The target is not to make every representation comparison conservative by default. The target is to make the null match the claim. If the claim is “these two models share cross-channel state structure,” the null should break cross-model correspondence while retaining within-series and within-channel structure that is not evidence for the claim.
Gotchas
- A calibrated similarity score is still not a downstream metric. It says that a representation relation exceeds a null baseline, not that the latent state is useful for forecasting, generation, anomaly detection, or control.
- Local neighborhood agreement can be semantically useful while still losing exact numeric values. TSFM pages should pair local-neighborhood evidence with reconstruction, rollout, rare-event, and intervention probes.

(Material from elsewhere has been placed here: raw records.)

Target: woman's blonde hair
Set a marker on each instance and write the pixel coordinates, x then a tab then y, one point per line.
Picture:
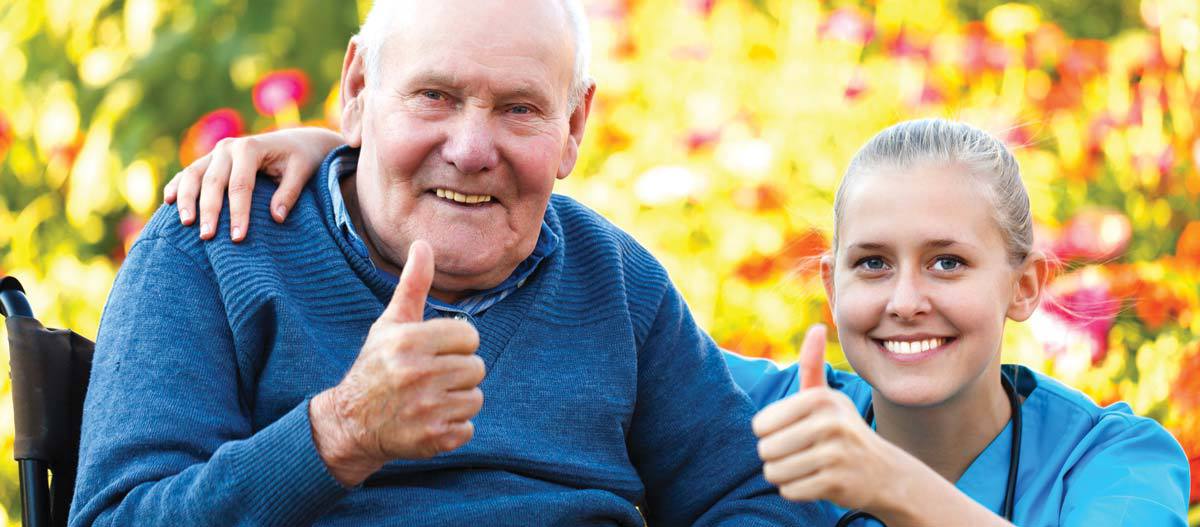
942	142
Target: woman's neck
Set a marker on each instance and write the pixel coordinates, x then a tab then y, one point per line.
949	436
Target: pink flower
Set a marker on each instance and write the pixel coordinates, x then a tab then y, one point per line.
281	90
1095	234
204	135
1081	312
847	24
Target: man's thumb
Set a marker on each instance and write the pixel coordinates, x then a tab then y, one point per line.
813	358
408	301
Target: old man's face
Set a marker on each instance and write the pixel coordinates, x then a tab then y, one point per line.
463	133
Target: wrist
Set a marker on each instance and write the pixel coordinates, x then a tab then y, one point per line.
900	502
335	445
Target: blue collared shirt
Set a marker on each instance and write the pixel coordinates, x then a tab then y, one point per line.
474	305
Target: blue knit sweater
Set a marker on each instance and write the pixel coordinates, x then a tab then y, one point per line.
600	393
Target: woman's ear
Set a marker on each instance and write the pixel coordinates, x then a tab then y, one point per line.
1031	282
827	265
352	91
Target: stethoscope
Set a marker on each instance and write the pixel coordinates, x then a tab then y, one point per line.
1014	457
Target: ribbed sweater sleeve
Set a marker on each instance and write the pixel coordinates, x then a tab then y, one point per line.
690	436
177	444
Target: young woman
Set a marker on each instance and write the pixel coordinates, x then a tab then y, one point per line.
931	255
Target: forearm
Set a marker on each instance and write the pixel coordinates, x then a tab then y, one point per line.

- Aggregation-aware calibration is required when the analysis selects the best layer or best head after seeing the similarity matrix.
- The calibration budget matters. Low can make thresholds unstable; the anchor source recommends about for stable reporting.
- Multiple metrics encode different invariances. CKA, CCA, RSA, Procrustes, mKNN, CKNNA, and downstream probes should not be collapsed into one scalar representation-quality claim.
Related Pages
- Time-Series Benchmark Hygiene
- Self-Supervised Representation Learning
- Intermediate-Layer Representations
- Vision-Language Models
- Representation Collapse
- Latent-Space Predictive Learning
- Foundation Time-Series Model Research Agenda
Open Questions
- Which restricted-permutation families should become standard for high-dimensional multivariate time-series benchmarks?
- Should TSFM model cards report calibrated representation similarity between scales, datasets, and checkpoint stages?
- Which metric family best predicts downstream transfer when dense numeric detail matters: calibrated global similarity, local neighborhoods, supervised probes, or latent rollout diagnostics?
- Can local-neighborhood convergence across TSFM families reveal shared system-state structure, or only shared easy regimes and common seasonal motifs?